Executive Summary
Market Consensus: AI stocks are correcting but remain the future; energy is old economy. Variant Perception: The real bottleneck isn't GPU supply—it's power infrastructure. Three next-generation analysts (ages 20s-30s) independently identified the same contrarian thesis during the November AI selloff: real assets and energy infrastructure are the actual winners. Jack Bowman's key insight: 'There are no dark GPUs, but there will be dark compute'—data centers that can't be powered on. While NVIDIA trades at nosebleed valuations despite correction, Exxon generates $23.7B free cash flow at 16.86x PE with neutral sentiment.

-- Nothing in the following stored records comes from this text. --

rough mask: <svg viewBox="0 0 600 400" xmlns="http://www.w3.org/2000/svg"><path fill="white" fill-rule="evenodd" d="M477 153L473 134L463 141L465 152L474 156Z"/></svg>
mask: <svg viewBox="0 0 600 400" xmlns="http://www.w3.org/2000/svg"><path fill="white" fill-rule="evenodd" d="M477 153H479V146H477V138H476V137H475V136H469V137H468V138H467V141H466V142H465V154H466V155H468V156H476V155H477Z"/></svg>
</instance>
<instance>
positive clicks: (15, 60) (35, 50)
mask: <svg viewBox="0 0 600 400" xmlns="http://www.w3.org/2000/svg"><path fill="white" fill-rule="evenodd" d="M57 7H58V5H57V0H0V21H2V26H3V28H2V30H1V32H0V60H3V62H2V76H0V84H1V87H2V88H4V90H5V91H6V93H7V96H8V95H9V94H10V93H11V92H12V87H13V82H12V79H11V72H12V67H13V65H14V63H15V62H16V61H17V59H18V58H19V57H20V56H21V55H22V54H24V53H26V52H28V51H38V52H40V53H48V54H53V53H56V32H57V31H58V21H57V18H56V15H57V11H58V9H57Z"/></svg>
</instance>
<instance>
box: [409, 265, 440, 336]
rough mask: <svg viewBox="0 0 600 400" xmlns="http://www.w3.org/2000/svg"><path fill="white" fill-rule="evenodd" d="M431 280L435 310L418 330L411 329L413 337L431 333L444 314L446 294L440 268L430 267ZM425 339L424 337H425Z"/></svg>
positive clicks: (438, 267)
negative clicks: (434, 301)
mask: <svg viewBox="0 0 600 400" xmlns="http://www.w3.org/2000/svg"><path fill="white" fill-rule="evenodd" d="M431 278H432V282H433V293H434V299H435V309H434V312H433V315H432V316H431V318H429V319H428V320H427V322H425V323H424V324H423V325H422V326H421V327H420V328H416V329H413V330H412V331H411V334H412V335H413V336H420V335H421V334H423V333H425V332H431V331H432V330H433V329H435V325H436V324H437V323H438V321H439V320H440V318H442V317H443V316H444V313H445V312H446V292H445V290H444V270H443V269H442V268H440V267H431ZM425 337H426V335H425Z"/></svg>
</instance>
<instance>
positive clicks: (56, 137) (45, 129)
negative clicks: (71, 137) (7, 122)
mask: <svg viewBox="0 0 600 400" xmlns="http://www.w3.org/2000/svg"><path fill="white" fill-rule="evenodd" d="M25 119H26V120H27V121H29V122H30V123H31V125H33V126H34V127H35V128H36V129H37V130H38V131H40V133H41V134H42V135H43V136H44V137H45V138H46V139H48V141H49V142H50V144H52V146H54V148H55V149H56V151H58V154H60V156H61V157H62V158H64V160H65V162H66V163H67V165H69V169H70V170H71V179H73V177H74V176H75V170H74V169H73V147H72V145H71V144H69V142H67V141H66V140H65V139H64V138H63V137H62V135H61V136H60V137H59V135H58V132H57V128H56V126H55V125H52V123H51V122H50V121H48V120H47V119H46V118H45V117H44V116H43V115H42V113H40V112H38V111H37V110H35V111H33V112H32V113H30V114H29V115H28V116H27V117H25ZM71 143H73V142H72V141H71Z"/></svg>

The irony: AI's success creates massive power demand that benefits the very 'old economy' stocks being ignored. This isn't about oil prices—it's about infrastructure scarcity in an AI buildout that requires 10x current power capacity.
Key Insights
what Julia Ostian, Jack Bowman, Kenio Fontes said“There are no dark GPUs, which is the idea that fundamentally Nvidia's constraint is its supply chain. It just can't make enough GPUs fast enough to fill the demand... Now, that all relies on a power bottleneck that we haven't figured out because Exxon does not move at the same pace as NVIDIA or CoreWeave or Nebius. And that's, I think, what the next headline is going to be is not dark GPUs, but dark compute.”